On voit le traitement d’Ali Bongo, il est bien traité. Le tenant du pouvoir est le propre cousin de Ali Bongo. Je pense que nous sommes dans un changement dans la continuité.

Pour moi le principal intérêt de la France ce n’est pas que le manganèse. Au Gabon les intérêts français ne se limitent pas aux ressources, il y a aussi l’intérêt militaire. Le Gabon héberge l’une des plus grandes bases militaires françaises d’Afrique. Au niveau des entreprises installées au Gabon, il n’y a pas seulement le pétrole, la plupart des grosses entreprises de BTP sont françaises, il y a Bouygues et plusieurs de ses filiales, plein d’autres gros noms du bâtiment français. Il y a la famille Castel, mais aussi les entreprises laitières, de blé, de farine,…Lorsque l’on parle des intérêts français on parle le plus souvent des mines mais il y a toutes les autres entreprises dans tous les secteurs. Il y a Casino, Kiabi, des entreprises corses qui ont le monopole du secteur aérien au Gabon.

 

Comment s’organiser, compte tenu des difficultés pour l’opposition après tant d’années de parti unique et répression de toutes les voix résistantes?
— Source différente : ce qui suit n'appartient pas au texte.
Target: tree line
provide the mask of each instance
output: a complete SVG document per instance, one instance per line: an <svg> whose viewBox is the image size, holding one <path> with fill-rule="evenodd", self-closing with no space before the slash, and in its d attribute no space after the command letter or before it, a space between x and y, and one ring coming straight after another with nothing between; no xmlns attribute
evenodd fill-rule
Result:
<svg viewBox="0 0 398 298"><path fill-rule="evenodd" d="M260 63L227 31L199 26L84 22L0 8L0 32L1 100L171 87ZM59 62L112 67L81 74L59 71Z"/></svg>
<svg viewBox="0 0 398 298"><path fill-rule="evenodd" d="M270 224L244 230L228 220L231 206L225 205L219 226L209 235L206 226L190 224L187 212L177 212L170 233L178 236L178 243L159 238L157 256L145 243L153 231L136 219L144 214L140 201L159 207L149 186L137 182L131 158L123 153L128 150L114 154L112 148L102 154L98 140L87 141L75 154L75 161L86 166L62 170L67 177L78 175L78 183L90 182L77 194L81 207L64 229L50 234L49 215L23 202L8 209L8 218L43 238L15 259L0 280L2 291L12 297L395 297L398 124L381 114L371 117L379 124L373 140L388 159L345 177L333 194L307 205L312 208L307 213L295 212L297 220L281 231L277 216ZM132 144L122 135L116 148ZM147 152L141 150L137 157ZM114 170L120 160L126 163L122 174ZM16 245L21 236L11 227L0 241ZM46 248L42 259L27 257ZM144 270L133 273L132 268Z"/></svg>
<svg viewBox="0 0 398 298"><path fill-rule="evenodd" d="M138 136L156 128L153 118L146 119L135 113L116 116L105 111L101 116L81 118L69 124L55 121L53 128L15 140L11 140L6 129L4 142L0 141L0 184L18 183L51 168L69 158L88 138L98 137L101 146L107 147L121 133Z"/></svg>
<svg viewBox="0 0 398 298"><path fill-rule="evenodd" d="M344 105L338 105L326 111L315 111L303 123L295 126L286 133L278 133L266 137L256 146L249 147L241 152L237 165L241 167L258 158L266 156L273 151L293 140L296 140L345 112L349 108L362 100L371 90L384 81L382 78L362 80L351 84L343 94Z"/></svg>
Ça arrange aussi d’une certaine manière la classe politique gabonaise. Parce qu’elle a été contrainte de s’unir, d’organiser des unions contre nature.

Le peuple gabonais a posé des conditions qui étaient l’union de l’ensemble des acteurs politiques. Ils ont du mettre leur orgueil de côté et s’unir. Certains ont appelé positivement ce coup de force, parce que simplement ça remet les compteurs à zéro, si les putschistes jouent le jeu et permettent de véritables élections démocratiques.